Cisco Systems Inc. has distilled these two phenomena into one simple phrase: “the Internet of everything.” Cisco’s mission is to help companies, individuals and governments make the “valuable connections [that] will change the world.” In today’s rapidly changing world, the Internet renders the five-year business plan obsolete and encourages companies to embrace globalization and big data now rather than in the future—when it could be too late.

The McKinsey Global Institute predicts that using big data effectively in the U.S. health care industry alone could lead to the equivalent of $300 billion in value every year. European government administrators could save more than $149 billion in operational efficiency by using big data, McKinsey estimates.
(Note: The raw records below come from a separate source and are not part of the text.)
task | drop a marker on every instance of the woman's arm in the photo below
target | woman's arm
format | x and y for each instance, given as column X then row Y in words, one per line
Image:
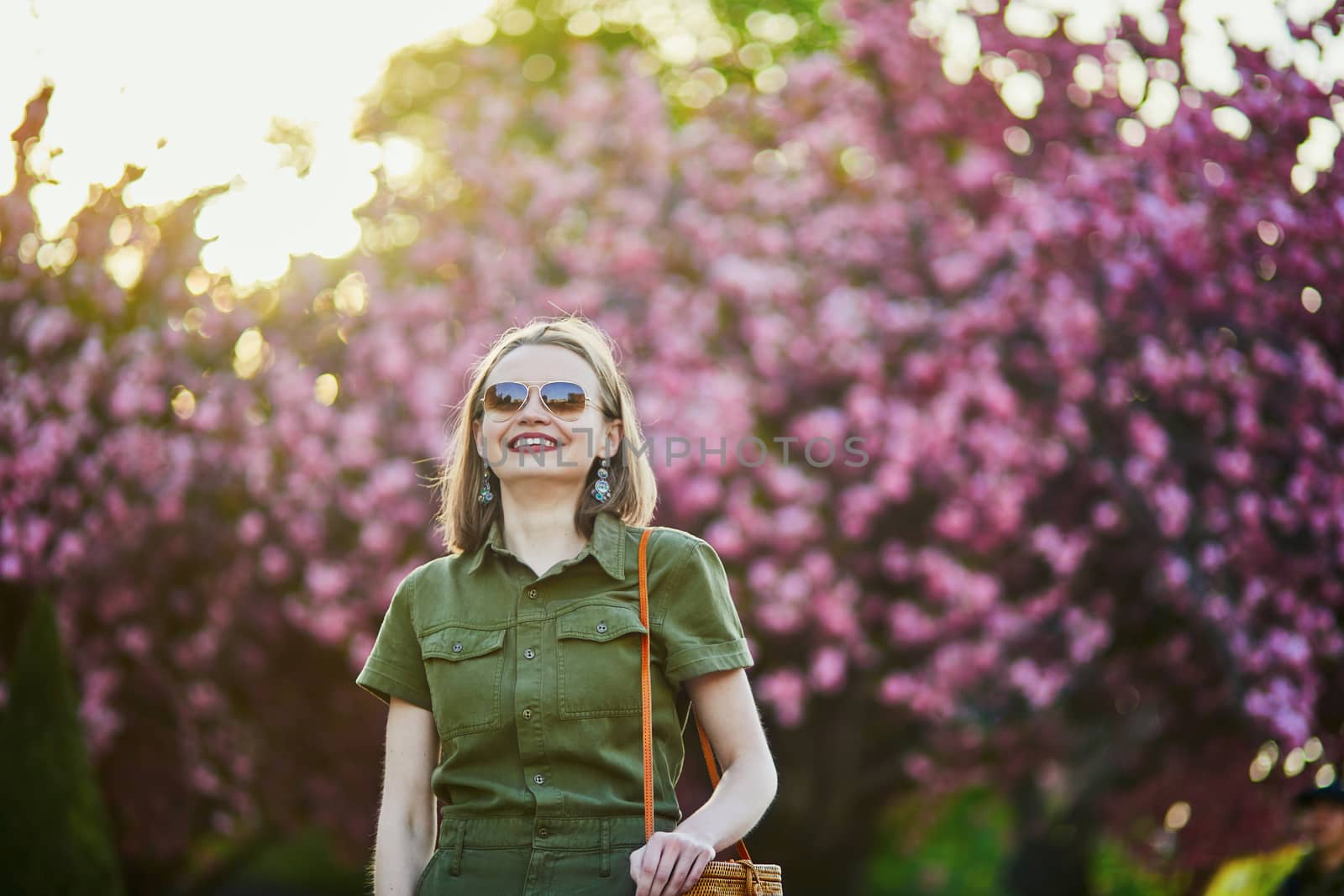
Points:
column 669, row 864
column 407, row 824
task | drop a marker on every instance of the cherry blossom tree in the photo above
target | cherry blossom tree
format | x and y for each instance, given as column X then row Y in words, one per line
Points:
column 1019, row 437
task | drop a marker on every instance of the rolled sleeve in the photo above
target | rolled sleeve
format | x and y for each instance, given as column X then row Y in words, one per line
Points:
column 394, row 667
column 701, row 626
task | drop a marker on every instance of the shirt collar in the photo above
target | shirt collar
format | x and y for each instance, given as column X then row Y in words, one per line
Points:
column 606, row 544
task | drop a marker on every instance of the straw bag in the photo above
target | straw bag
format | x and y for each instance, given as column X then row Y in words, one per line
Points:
column 736, row 878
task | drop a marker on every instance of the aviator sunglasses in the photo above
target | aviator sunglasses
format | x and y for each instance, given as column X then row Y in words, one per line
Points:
column 566, row 401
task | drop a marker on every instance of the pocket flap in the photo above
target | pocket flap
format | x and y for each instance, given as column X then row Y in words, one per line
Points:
column 456, row 642
column 598, row 622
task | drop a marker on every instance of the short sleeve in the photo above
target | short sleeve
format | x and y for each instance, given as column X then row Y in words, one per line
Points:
column 394, row 667
column 701, row 626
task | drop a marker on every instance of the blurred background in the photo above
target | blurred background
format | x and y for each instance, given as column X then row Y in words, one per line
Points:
column 1072, row 269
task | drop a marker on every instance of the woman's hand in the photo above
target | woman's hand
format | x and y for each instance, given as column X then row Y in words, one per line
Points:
column 669, row 864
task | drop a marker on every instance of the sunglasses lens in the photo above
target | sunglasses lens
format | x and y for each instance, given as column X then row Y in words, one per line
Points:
column 504, row 398
column 564, row 399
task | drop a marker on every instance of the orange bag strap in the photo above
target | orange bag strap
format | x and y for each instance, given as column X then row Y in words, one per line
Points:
column 647, row 699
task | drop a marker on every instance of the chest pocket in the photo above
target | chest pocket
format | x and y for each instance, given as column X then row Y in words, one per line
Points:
column 598, row 649
column 464, row 668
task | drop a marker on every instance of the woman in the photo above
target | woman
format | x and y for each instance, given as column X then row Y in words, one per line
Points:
column 517, row 654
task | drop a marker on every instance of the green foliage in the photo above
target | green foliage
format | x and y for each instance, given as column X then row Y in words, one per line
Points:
column 55, row 836
column 1254, row 875
column 953, row 848
column 1116, row 873
column 817, row 22
column 958, row 848
column 304, row 862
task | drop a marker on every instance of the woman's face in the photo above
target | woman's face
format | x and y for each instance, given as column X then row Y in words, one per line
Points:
column 569, row 446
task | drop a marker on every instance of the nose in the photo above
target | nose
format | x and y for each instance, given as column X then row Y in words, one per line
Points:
column 534, row 409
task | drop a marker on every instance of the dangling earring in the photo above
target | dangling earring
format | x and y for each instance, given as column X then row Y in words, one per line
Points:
column 601, row 488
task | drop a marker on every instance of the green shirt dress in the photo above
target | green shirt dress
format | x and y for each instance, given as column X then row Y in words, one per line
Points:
column 534, row 683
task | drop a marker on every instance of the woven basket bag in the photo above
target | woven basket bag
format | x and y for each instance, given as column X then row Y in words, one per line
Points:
column 736, row 878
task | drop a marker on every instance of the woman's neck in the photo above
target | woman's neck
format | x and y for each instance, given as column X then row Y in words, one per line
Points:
column 541, row 535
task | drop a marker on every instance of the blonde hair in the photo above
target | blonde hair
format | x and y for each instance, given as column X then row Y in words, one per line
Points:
column 464, row 521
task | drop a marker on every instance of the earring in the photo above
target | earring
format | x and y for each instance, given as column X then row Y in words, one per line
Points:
column 601, row 488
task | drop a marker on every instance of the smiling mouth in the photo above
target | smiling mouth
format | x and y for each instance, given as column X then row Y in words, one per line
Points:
column 533, row 445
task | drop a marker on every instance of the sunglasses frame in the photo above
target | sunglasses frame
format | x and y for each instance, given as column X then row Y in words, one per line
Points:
column 539, row 385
It’s ironic, but in a global economy where data is king, industries dependent on quality and confidentiality find themselves working alongside hackers, coders and statisticians.

Many corporations realize the benefits of operating in the cloud and the advantages of cost, speed and scale the cloud offers. But most companies have yet to realize they can embrace more of what the Internet has to offer without sacrificing the confidentiality and quality their industries depend on.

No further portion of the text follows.